Paul Valadier, ex-diretor da revista dos jesuítas franceses Études, gostava de repetir que a condição do cristão – a ser entendido como aquele que tenta viver inspirado no Evangelho - é uma condição anômala e que muitas vezes se torna paradoxal. Na verdade, não é fácil para um cristão empenhar-se e ser responsável pela construção da pólis, em aliança com outros homens e mulheres não-cristãos, e ao mesmo tempo, estar sujeitos a um primado da fé num único Senhor, numa pertença a uma igreja. Por essa razão, toda a história dos católicos na política resulta atormentada, fazendo emergir sempre a pergunta: “Onde estão os católicos em termos de posição política?”.
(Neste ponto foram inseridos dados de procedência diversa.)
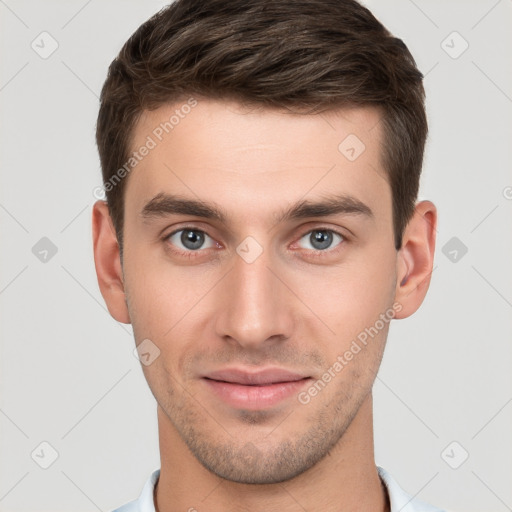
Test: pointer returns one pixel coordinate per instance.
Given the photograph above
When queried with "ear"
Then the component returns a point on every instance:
(415, 259)
(107, 261)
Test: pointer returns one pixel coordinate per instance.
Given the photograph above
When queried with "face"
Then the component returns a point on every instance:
(257, 277)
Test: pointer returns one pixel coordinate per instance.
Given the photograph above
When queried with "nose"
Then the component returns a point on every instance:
(255, 307)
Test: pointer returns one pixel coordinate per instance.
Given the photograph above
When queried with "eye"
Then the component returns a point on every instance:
(190, 239)
(320, 239)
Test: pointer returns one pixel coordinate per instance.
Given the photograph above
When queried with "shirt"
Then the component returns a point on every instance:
(400, 501)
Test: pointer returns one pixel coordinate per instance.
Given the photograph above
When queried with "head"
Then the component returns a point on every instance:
(271, 219)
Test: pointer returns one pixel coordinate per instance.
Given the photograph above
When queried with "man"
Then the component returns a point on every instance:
(261, 161)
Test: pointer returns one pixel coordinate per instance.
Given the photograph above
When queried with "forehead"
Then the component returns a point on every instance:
(250, 158)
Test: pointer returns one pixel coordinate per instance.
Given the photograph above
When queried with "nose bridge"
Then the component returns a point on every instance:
(254, 309)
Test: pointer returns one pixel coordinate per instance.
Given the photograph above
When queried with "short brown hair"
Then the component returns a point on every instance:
(300, 54)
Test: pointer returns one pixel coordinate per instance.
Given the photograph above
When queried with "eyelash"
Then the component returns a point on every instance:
(312, 253)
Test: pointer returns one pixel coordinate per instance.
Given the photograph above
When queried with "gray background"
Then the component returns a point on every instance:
(68, 374)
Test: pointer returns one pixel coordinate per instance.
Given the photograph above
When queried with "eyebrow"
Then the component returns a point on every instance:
(163, 205)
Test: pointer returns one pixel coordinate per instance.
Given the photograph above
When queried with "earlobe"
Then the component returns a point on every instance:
(108, 262)
(415, 259)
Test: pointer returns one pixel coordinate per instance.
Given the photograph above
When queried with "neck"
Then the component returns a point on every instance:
(346, 479)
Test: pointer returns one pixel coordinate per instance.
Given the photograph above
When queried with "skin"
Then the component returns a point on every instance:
(287, 308)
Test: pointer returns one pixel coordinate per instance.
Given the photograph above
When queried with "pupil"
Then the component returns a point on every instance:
(321, 239)
(192, 239)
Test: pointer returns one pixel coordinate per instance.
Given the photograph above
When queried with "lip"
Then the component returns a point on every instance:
(254, 390)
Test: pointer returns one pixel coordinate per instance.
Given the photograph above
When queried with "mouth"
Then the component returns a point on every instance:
(255, 391)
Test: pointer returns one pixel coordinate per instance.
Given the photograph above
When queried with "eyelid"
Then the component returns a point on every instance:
(329, 250)
(217, 245)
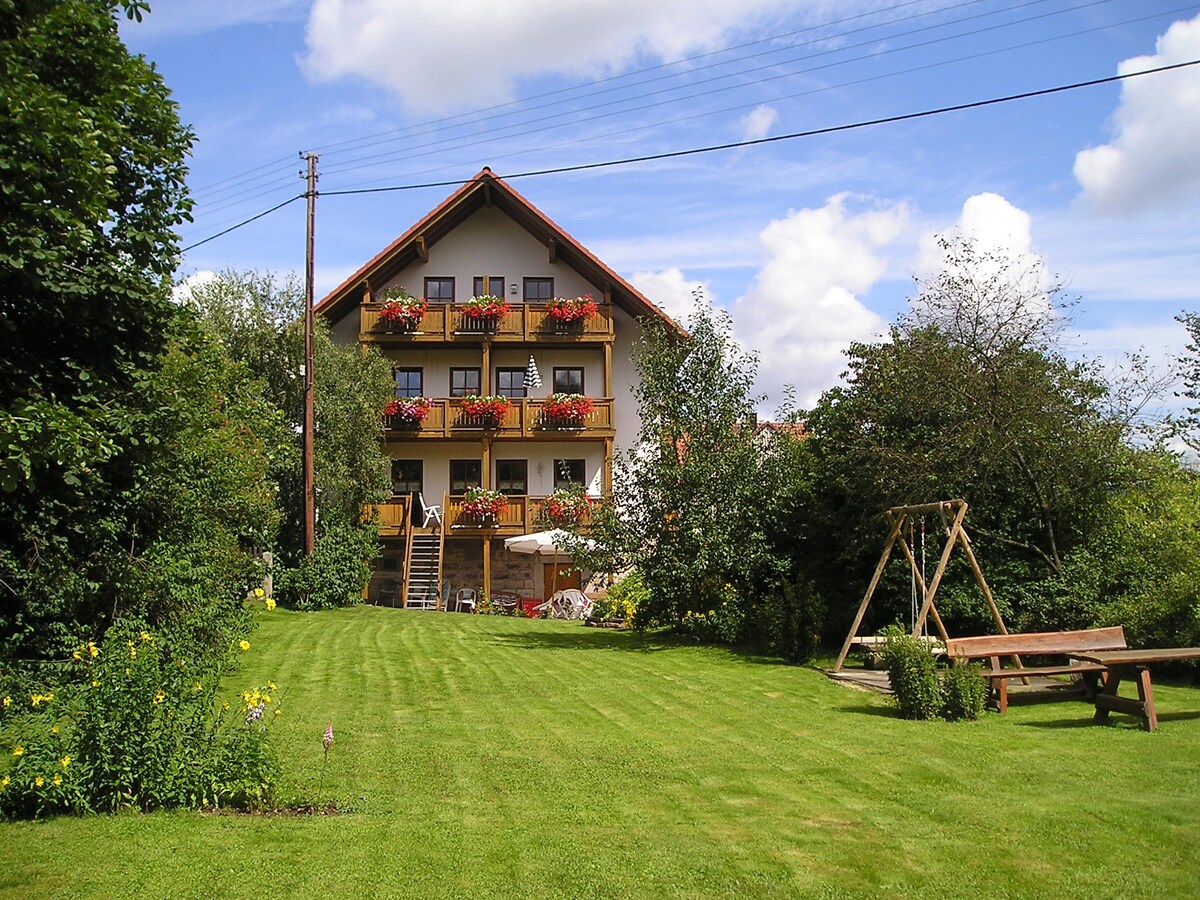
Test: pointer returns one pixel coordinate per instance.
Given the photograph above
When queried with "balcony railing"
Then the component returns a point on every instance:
(523, 323)
(394, 516)
(525, 419)
(523, 515)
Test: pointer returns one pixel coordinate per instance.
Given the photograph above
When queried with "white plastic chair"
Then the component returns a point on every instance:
(570, 604)
(429, 511)
(466, 597)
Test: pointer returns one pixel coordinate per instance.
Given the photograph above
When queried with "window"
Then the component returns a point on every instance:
(569, 379)
(463, 382)
(465, 474)
(511, 475)
(491, 285)
(539, 289)
(510, 382)
(406, 477)
(439, 291)
(568, 473)
(408, 382)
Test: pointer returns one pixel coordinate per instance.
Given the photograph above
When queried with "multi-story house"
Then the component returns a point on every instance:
(487, 240)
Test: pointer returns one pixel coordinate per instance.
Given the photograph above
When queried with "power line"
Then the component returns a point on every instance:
(244, 222)
(792, 136)
(730, 145)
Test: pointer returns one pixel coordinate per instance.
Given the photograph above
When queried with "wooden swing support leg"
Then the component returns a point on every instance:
(897, 523)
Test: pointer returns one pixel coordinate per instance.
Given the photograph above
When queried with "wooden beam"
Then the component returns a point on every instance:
(897, 522)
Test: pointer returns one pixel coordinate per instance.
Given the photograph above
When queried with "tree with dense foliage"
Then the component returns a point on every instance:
(695, 499)
(261, 323)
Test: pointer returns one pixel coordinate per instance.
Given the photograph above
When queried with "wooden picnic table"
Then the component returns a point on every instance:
(1132, 665)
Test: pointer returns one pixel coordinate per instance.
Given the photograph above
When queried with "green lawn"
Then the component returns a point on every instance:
(495, 757)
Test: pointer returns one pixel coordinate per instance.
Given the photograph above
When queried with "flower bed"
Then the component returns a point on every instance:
(484, 504)
(567, 408)
(571, 309)
(402, 310)
(485, 409)
(408, 411)
(485, 310)
(567, 507)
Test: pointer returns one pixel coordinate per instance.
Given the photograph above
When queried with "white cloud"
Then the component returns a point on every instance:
(803, 309)
(469, 53)
(757, 123)
(671, 292)
(1152, 159)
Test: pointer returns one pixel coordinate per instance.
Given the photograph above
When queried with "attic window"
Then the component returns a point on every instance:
(539, 289)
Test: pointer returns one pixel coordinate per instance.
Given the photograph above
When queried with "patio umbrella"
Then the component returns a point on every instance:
(541, 543)
(533, 377)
Nos últimos dias, sem suscitar qualquer debate nos jornais ou no mundo político, deste jornal Concetto Vecchio denunciava a diáspora e o desaparecimento dos católicos da política italiana. Onde estão? Nestes anos vimos diversas iniciativas e participamos de conferências que propuseram a reanimação de grupos políticos de cristãos, mas esses imediatamente evaporaram: por outro lado, mereceram o juízo de tentativas nostálgicas, não generativas, especialmente quando a iniciativa era tomada ou incentivada por alguém bispo.
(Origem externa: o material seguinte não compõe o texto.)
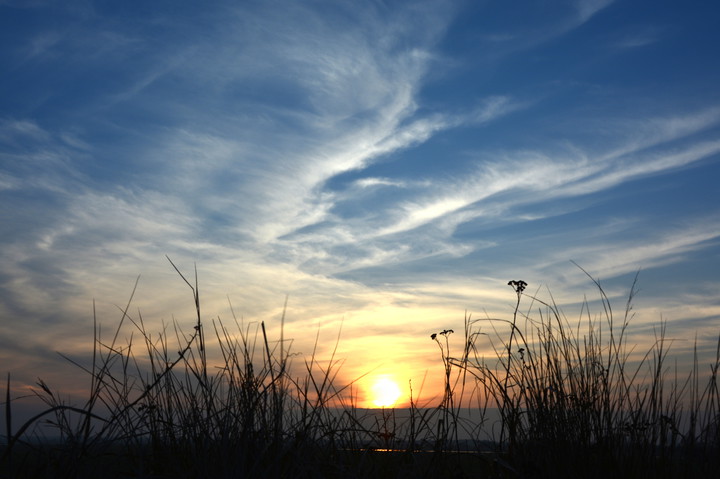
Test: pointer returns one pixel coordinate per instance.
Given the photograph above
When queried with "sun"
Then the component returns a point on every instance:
(385, 392)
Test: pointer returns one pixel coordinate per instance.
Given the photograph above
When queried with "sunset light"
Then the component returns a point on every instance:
(385, 392)
(283, 215)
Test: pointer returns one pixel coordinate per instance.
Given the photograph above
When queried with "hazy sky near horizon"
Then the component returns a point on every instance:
(387, 165)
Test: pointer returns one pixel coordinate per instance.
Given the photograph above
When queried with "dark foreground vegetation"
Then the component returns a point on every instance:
(573, 400)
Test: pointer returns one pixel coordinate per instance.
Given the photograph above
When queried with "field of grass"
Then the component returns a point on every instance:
(572, 398)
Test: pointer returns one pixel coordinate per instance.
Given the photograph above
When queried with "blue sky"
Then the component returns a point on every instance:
(388, 165)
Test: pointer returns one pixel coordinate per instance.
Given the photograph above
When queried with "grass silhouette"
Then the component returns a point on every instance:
(571, 399)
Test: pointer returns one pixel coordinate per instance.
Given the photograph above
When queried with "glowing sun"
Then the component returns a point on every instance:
(385, 392)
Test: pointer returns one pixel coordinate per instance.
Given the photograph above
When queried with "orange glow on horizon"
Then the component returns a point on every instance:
(385, 392)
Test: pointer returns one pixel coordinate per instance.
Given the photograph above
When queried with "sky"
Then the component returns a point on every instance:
(386, 166)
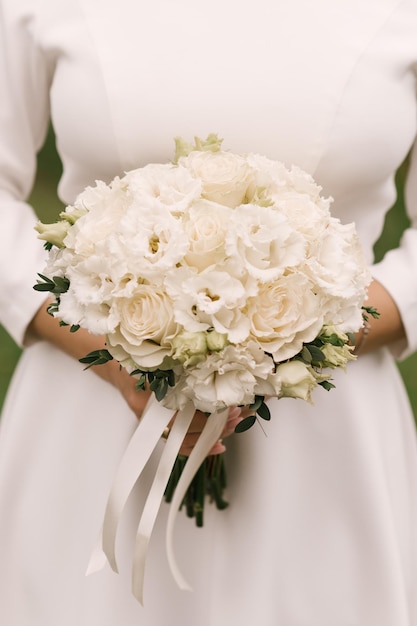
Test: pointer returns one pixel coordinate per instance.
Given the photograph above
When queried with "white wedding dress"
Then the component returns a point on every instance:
(322, 524)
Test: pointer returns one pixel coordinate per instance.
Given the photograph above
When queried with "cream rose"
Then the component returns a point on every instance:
(297, 380)
(225, 177)
(284, 315)
(205, 226)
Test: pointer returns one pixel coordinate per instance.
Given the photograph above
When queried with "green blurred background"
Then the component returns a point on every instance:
(48, 206)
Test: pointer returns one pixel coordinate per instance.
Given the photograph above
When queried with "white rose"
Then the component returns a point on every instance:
(212, 299)
(337, 356)
(228, 378)
(297, 380)
(54, 234)
(206, 225)
(264, 242)
(225, 177)
(189, 348)
(164, 184)
(149, 241)
(305, 215)
(146, 325)
(284, 315)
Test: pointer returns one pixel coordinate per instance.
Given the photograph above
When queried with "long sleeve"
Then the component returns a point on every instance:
(24, 114)
(397, 271)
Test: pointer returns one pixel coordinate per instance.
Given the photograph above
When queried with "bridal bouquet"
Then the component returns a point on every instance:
(219, 279)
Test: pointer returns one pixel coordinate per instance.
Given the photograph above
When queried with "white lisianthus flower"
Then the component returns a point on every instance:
(142, 337)
(337, 356)
(164, 184)
(189, 348)
(105, 205)
(225, 177)
(55, 233)
(228, 378)
(212, 299)
(98, 317)
(285, 314)
(298, 380)
(264, 242)
(152, 242)
(206, 225)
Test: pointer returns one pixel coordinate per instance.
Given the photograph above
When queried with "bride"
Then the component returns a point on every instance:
(321, 527)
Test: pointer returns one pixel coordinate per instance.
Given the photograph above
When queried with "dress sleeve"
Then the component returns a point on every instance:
(397, 271)
(24, 116)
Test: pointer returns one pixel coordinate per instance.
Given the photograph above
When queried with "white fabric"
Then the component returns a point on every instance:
(322, 525)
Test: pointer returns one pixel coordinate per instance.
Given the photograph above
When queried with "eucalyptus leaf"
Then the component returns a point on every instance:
(245, 424)
(97, 357)
(316, 354)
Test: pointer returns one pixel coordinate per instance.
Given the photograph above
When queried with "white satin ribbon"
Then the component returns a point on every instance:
(210, 435)
(138, 452)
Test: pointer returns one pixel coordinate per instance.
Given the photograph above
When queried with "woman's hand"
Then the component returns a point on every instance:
(385, 330)
(197, 425)
(80, 343)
A situação atual é a do desaparecimento dos mestres, da saída de cena da geração dos octogenários que incluíam figuras de referência, e da imposição de uma ausência e de uma afonia de políticos portadores de instâncias cristãs. Nos países da Europa ocidental há políticos crentes com uma identidade religiosa vivida, mas que preferem escondê-la e silenciá-la na arena política, sem nunca tentar dar-lhe uma forma de partido. A raiz dessa situação deve ser identificada no final do século passado, quando uma ideologia radical, como a chamava o luciferino Baget Bozzo, se apossava do legado comunista no período pós-Berlinguer e quando os católicos democráticos eram desmerecidos por sua pretensão de serem adultos e eram substituídos na arena política pelos bispos italianos sob a presidência do Cardeal Ruini. Alguns esvaziaram-se da “paixão ideológica”, outros relegaram-se ao silêncio. E por isso devemos reconhecer: nunca como hoje, de fato, os católicos estão presentes na política italiana, eles estão no governo do país e falam como católicos em voz alta e retumbante! Essa maioria política reivindica a inspiração cristão-católica e os valores alardeados são aqueles caros à tradição católica: Deus, pátria, família.
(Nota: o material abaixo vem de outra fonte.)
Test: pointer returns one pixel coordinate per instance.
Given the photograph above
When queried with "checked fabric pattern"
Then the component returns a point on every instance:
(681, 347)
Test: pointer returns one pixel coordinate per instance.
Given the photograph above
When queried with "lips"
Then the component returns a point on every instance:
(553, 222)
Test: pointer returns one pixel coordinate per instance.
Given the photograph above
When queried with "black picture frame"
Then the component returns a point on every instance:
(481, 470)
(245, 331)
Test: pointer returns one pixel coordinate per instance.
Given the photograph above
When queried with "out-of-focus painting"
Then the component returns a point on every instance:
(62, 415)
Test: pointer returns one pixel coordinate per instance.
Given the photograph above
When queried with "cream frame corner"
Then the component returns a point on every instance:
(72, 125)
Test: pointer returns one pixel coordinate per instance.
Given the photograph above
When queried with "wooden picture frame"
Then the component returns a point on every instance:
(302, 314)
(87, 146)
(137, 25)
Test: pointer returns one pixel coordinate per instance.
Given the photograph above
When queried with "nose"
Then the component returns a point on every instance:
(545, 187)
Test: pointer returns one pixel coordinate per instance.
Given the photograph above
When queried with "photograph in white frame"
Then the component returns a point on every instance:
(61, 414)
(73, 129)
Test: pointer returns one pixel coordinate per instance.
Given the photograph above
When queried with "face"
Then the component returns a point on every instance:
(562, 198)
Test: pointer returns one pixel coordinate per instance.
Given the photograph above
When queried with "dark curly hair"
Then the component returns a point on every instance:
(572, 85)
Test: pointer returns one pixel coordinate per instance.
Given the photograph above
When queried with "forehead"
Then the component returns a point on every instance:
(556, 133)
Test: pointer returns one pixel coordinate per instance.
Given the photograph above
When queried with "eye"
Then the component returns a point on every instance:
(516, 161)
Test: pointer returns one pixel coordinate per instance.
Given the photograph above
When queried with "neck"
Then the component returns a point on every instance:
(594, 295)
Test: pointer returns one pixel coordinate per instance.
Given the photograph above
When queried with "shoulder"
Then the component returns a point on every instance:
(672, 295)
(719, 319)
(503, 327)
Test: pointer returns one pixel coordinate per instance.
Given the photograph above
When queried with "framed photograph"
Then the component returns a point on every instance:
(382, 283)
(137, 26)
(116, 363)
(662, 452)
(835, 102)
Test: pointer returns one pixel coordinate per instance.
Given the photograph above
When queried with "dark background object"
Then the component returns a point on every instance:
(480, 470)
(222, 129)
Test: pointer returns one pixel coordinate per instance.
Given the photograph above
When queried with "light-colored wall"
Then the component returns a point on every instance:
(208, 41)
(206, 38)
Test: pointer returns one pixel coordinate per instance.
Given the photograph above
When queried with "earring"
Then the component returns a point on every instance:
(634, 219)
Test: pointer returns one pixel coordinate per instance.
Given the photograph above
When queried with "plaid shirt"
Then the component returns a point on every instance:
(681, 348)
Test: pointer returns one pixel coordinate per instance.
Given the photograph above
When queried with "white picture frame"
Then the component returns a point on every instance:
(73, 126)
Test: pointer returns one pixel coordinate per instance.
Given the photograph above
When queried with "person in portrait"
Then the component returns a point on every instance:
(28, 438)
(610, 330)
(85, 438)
Em extinção não são os políticos que se dizem católicos, mas aqueles católicos que eram identificados como fiéis ao magistério do Concílio e hoje ao Papa Francisco.

Sim, muitos são chamados de católicos porque comparecem à missa, mostram-se obsequiosos para com a religião, mas desconfiam do Papa Francisco e da doutrina católica no que diz respeito à hospitalidade dos estrangeiros, uma política de justiça e igualdade social, o cuidado da mãe terra, a liberdade de consciência.

Mas, afinal, os católicos ainda estão presentes na política italiana?